A 15 years old girl with a history of atrial tachycardia experienced a seizure at home. emergency services found her with a GCS of 12, BP 130/80 mmHg, HR 100 bpm. Considered stable the girl was transferred to the pediatric emergency department. However, on the way to the hospital BP dropped significantly and she lost consciousness. Vitals: BP not measurable, no palpable pulse, GCS 3. CPR was initiated and the ECG showed the following:
Leg: Wide QRS (400ms), AV dissociation, arrhythmic, HR around 70 bpm.
Differential diagnosis - Hyperkalemia. However, serum potassium was within normal range...
Other differential diagnoses of wide QRS complex include intoxication (tricyclic antidepressants, class I AADs,...), bundle branch block, hypothermia, ventricular hypertrophy, ventricular preexcitation, ...
Extended history revealed ongoing treatment with propafenone due to atrial tachycardia.

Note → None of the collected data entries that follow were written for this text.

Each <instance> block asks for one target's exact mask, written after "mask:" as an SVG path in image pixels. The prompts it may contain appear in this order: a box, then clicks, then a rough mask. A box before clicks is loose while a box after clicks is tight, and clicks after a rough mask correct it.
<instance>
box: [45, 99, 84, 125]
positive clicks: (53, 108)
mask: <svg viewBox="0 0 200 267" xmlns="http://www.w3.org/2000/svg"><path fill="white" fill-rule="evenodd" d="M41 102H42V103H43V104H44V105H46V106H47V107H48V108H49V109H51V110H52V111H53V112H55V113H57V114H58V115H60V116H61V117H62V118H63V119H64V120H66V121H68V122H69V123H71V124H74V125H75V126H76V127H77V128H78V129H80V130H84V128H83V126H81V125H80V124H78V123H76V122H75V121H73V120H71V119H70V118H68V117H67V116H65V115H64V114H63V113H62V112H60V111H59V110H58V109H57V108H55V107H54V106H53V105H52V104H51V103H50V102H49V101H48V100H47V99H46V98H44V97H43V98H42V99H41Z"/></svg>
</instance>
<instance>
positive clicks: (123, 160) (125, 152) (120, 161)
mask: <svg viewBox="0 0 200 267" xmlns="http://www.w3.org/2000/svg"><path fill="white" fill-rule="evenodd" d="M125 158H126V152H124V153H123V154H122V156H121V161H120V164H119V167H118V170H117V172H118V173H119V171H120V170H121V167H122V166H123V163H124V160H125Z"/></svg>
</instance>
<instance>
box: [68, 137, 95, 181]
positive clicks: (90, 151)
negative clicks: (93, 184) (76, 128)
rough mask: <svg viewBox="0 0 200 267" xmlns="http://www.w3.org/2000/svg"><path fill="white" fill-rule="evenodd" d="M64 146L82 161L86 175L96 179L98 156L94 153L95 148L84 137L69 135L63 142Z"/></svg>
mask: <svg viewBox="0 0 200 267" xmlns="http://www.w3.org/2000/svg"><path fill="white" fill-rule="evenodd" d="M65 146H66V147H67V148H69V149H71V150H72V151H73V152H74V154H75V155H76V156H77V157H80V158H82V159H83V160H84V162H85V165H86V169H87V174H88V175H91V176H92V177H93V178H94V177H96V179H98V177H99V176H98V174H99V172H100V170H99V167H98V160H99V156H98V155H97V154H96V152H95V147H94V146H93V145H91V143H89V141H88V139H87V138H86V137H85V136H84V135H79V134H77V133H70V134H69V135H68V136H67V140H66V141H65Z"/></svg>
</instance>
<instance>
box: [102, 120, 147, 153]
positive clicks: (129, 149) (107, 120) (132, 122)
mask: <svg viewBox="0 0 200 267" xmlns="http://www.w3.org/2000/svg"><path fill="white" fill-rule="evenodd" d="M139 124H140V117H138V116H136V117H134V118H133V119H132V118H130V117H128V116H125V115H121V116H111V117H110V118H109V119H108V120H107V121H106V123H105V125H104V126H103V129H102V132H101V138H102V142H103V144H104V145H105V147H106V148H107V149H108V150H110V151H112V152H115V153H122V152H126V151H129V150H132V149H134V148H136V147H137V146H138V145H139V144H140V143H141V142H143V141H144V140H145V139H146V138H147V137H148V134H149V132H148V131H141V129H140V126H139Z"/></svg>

Having ruled out hyperkalemie, this ECG pattern is typical for class I anti arrhythmic drug overdose / intoxication (Na channel blocking agents). First line treatment consists of Na bicarbonate, drug elimination, and external pacing (in our case, due to pulselessness and failed response to epinephrine) or epinephrine/isoprenalin to increase heart rate.
Typical symptoms of class I AAD intoxication include hemodynamic instability, seizures, arrhythmia of any kind, and wide QRS, relative bradycardia and PR prolongation or AV dissociation on the ECG.
Turns out the girl had attempted suicide, ingesting 1.800 mg propafenone. Luckily she survived without major neurologic deficits.